OSRAM, mit Hauptsitz in München, ist ein weltweit führendes Hightech-Unternehmen mit einer über 110-jährigen Geschichte. Die überwiegend halbleiterbasierten Produkte ermöglichen verschiedenste Anwendungen von Virtual Reality bis hin zum autonomen Fahren sowie von Smartphones bis zu vernetzten intelligenten Beleuchtungslösungen in Gebäuden und Städten. OSRAM nutzt die unendlichen Möglichkeiten von Licht, um das Leben von Menschen und Gesellschaften zu verbessern. Mit Innovationen von OSRAM werden wir künftig nicht nur besser sehen, sondern auch besser kommunizieren, uns fortbewegen, arbeiten und leben. OSRAM beschäftigte Ende des Geschäftsjahres 2017 (per 30. September) weltweit rund 26.400 Mitarbeiter und erzielte in diesem Geschäftsjahr einen Umsatz von über 4,1 Milliarden Euro. Das Unternehmen ist an den Börsen in Frankfurt am Main und München notiert unter der WKN: LED 400 (Börsenkürzel: OSR). Weitere Informationen finden Sie im Internet unter www.osram.de.

 

ÜBER Continental

Continental entwickelt wegweisende Technologien und Dienste für die nachhaltige und vernetzte Mobilität der Menschen und ihrer Güter. Das 1871 gegründete Technologieunternehmen bietet sichere, effiziente, intelligente und erschwingliche Lösungen für Fahrzeuge, Maschinen, Verkehr und Transport. Continental erzielte 2016 einen Umsatz von 40,5 Milliarden Euro und beschäftigt aktuell mehr als 227.000 Mitarbeiter in 56 Ländern.

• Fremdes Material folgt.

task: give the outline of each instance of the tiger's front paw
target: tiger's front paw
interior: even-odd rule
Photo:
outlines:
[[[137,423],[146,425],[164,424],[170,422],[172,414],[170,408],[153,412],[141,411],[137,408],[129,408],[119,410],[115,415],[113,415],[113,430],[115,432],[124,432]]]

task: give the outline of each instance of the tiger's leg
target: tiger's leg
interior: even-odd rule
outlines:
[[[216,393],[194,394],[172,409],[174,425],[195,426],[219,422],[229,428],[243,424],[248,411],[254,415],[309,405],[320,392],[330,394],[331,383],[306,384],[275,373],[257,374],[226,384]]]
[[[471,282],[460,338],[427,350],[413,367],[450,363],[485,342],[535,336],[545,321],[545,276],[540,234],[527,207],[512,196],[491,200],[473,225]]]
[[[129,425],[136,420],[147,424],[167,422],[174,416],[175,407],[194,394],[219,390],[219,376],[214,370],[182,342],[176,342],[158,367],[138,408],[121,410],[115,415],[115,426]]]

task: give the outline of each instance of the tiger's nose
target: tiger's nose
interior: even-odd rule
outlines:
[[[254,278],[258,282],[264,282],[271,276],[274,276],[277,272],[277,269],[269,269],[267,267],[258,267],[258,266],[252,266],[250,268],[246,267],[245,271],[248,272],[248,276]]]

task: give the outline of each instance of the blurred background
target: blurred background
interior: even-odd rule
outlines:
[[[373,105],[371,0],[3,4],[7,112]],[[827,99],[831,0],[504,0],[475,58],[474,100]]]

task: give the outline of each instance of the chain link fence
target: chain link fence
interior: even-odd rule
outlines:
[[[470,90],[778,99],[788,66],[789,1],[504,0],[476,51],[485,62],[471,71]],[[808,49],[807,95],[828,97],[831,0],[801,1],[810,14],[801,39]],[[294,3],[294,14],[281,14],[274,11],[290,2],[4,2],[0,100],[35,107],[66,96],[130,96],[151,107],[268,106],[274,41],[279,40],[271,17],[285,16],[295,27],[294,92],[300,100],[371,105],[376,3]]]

In der Division Interior dreht sich alles um das Informationsmanagement im Fahrzeug und darüber hinaus. Zum Produktspektrum für verschiedene Fahrzeugkategorien gehören Instrumente, Multifunktionsanzeigen und Head-up-Displays, Kontroll- und Steuergeräte, Zugangskontroll- und Reifeninformationssysteme, Radios, Infotainment- und Bediensysteme, Klimabediengeräte, Software , Cockpits sowie Lösungen und Dienste für Telematik und Intelligente Transport Systeme. Interior beschäftigt weltweit über 43.000 Mitarbeiter und erzielte 2016 einen Umsatz von rund 8,3 Milliarden Euro.